Publication year - 2019
Publication title -
cpt: pharmacometrics and systems pharmacology
Language(s) - English
Resource type - Journals
SCImago Journal Rank - 1.53
H-Index - 37
ISSN - 2163-8306
DOI - 10.1002/psp4.12370
Subject(s) - pharmacology , pharmacokinetics , dopamine , quinpirole , microdialysis , pharmacodynamics , central nervous system , drug , agonist , chemistry , blood–brain barrier , extracellular fluid , blood plasma , metabolomics , medicine , extracellular , dopamine receptor , receptor , biochemistry , chromatography
A key challenge in the development of central nervous system drugs is the availability of drug target specific blood‐based biomarkers. As a new approach, we applied cluster‐based pharmacokinetic/pharmacodynamic ( PK / PD ) analysis in brain extracellular fluid (brain ECF ) and plasma simultaneously after 0, 0.17, and 0.86 mg/kg of the dopamine D 2/3 agonist quinpirole ( QP ) in rats.

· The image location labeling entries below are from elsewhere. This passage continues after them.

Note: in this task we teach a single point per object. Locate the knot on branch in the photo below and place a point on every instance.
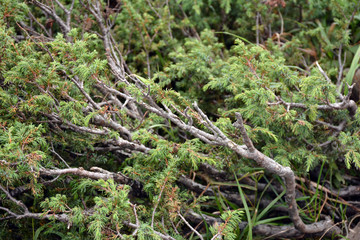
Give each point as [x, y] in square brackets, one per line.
[240, 125]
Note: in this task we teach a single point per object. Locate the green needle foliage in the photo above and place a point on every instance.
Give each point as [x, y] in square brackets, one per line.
[99, 137]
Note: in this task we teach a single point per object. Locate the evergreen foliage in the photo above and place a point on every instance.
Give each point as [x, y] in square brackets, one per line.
[166, 119]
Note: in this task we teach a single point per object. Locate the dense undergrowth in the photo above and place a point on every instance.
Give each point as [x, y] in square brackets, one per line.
[179, 119]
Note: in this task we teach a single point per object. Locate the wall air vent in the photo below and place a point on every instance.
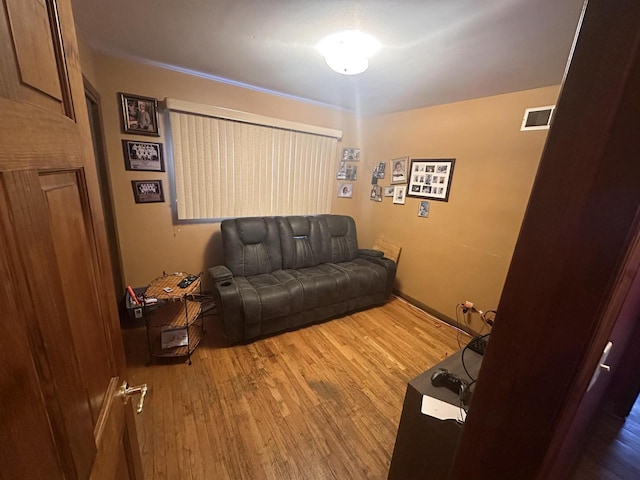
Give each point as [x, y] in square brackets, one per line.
[537, 118]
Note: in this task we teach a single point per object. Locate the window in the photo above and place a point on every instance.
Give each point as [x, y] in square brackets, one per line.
[234, 164]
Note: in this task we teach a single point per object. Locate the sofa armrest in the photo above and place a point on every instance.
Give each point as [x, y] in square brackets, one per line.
[229, 302]
[389, 265]
[368, 252]
[220, 274]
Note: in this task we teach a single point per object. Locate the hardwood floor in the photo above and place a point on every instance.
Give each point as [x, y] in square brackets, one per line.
[322, 402]
[613, 449]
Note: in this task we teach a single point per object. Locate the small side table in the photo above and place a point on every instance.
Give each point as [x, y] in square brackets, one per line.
[173, 316]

We measured 76 biogenic amines in plasma and brain ECF after single and 8‐day administration, to be analyzed by cluster‐based PK / PD analysis. Multiple concentration‐effect relations were observed with potencies ranging from 0.001–383 nM . Many biomarker responses seem to distribute over the blood‐brain barrier (BBB). Effects were observed for dopamine and glutamate signaling in brain ECF , and branched‐chain amino acid metabolism and immune signaling in plasma. Altogether, we showed for the first time how cluster‐based PK / PD could describe a systems‐response across plasma and brain, thereby identifying potential blood‐based biomarkers. This concept is envisioned to provide an important connection between drug discovery and early drug development.